September 27, 2015 / 12:12 AM / 4 years ago

Austria urges debate on refugee spending and EU deficit rules

BERLIN (Reuters) - The rising cost of looking after refugees may scupper the budget plans of some European governments, and Brussels should consider exemptions for such spending under its EU deficit rules, Austria’s finance minister was quoted as saying.

Migrants wait for buses in Nickelsdorf Nickelsdorf, Austria, September 26, 2015. REUTERS/Leonhard Foeger

“The short-term costs are high but predictable. More critical is the question of the longer-term effects (on the budgets),” Hans Joerg Schelling told German newspaper Welt am Sonntag, in an interview published on Sunday.

He said a lot of refugees would stay in Europe, which meant governments had to build more houses and schools. “I have my doubts that the budgets that are being planned now will be sufficient,” the minister said.

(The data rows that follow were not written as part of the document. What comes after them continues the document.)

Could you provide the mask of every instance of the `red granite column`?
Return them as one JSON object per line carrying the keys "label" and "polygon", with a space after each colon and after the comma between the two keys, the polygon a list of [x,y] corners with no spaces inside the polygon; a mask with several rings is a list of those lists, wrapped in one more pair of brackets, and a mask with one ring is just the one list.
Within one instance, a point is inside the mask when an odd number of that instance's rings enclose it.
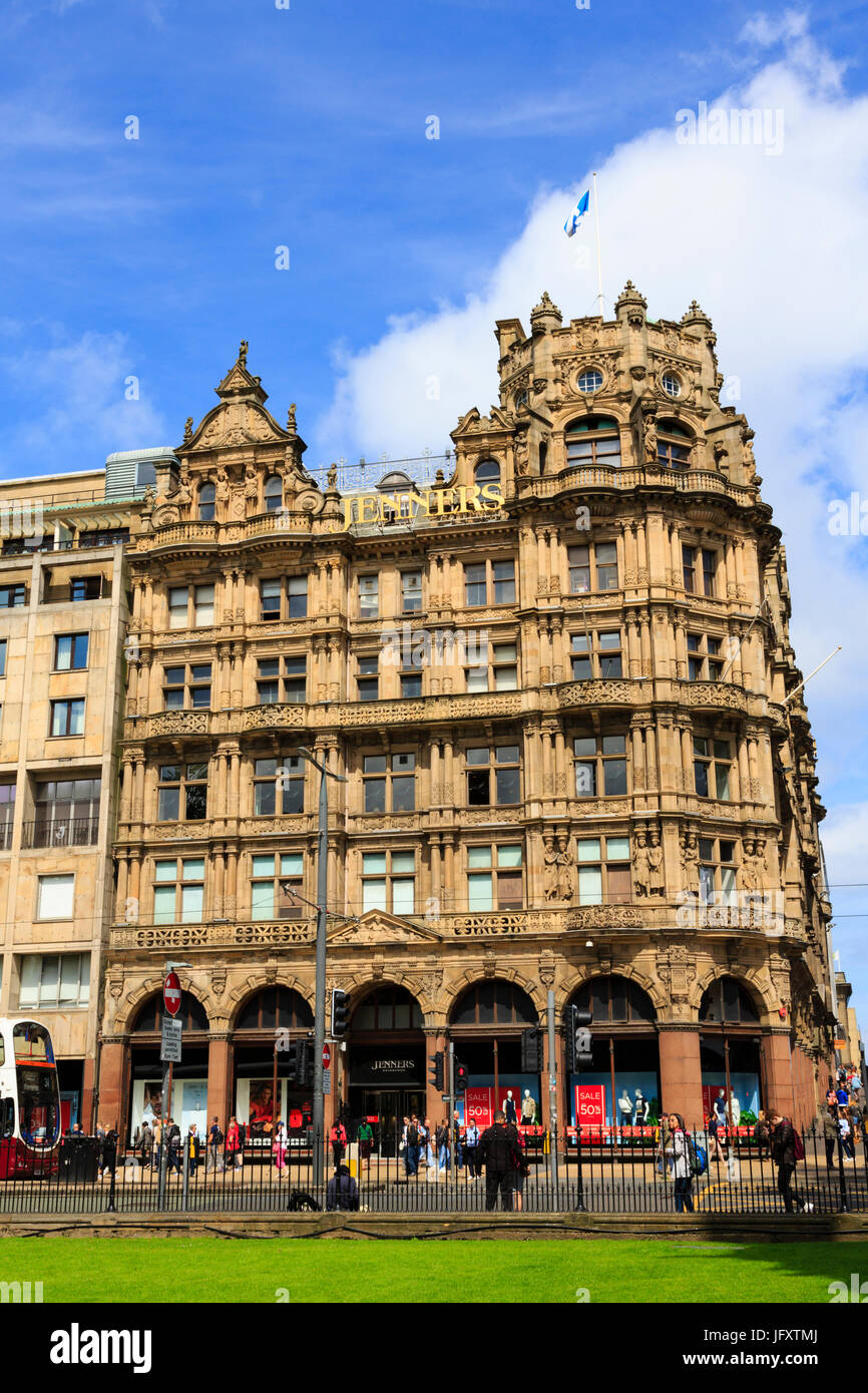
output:
{"label": "red granite column", "polygon": [[208,1041],[208,1126],[217,1117],[226,1135],[231,1110],[233,1046],[228,1035],[212,1035]]}
{"label": "red granite column", "polygon": [[794,1117],[797,1107],[790,1064],[790,1032],[770,1031],[764,1034],[761,1049],[768,1092],[766,1109],[777,1110],[784,1117]]}
{"label": "red granite column", "polygon": [[659,1028],[660,1049],[660,1106],[667,1113],[680,1113],[688,1127],[701,1127],[702,1070],[699,1066],[699,1028]]}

Some economists argue that the increased number of refugees will lead to stronger domestic demand, and therefore higher tax revenue. “But you have to keep in mind that this growth push is financed with more spending and more debt,” Schelling said.

The minister said the European Commission should think about not counting such spending as normal expenditure under its deficit rules.

“There should be a discussion about whether the high costs for countries such as Germany or Austria and others for the humanitarian measures should be viewed as extraordinary one-time effects,” Schelling said.

German Finance Minister Wolfgang Schaeuble has said he still aimed to maintain a balanced budget this year and next. Some lawmakers have questioned whether that will be possible given the rising costs associated with the migrant crisis.

Chancellor Angela Merkel’s chief of staff ruled out Berlin raising taxes to cover refugee costs.

“We’ve promised the voters that there won’t be tax increases or other levies. We’ll keep that promise,” Peter Altmaier told Der Tagesspiegel in an interview published on Sunday.

Asked if Germany would support exemptions for such spending under EU deficit rules, a finance ministry spokesman denied comment.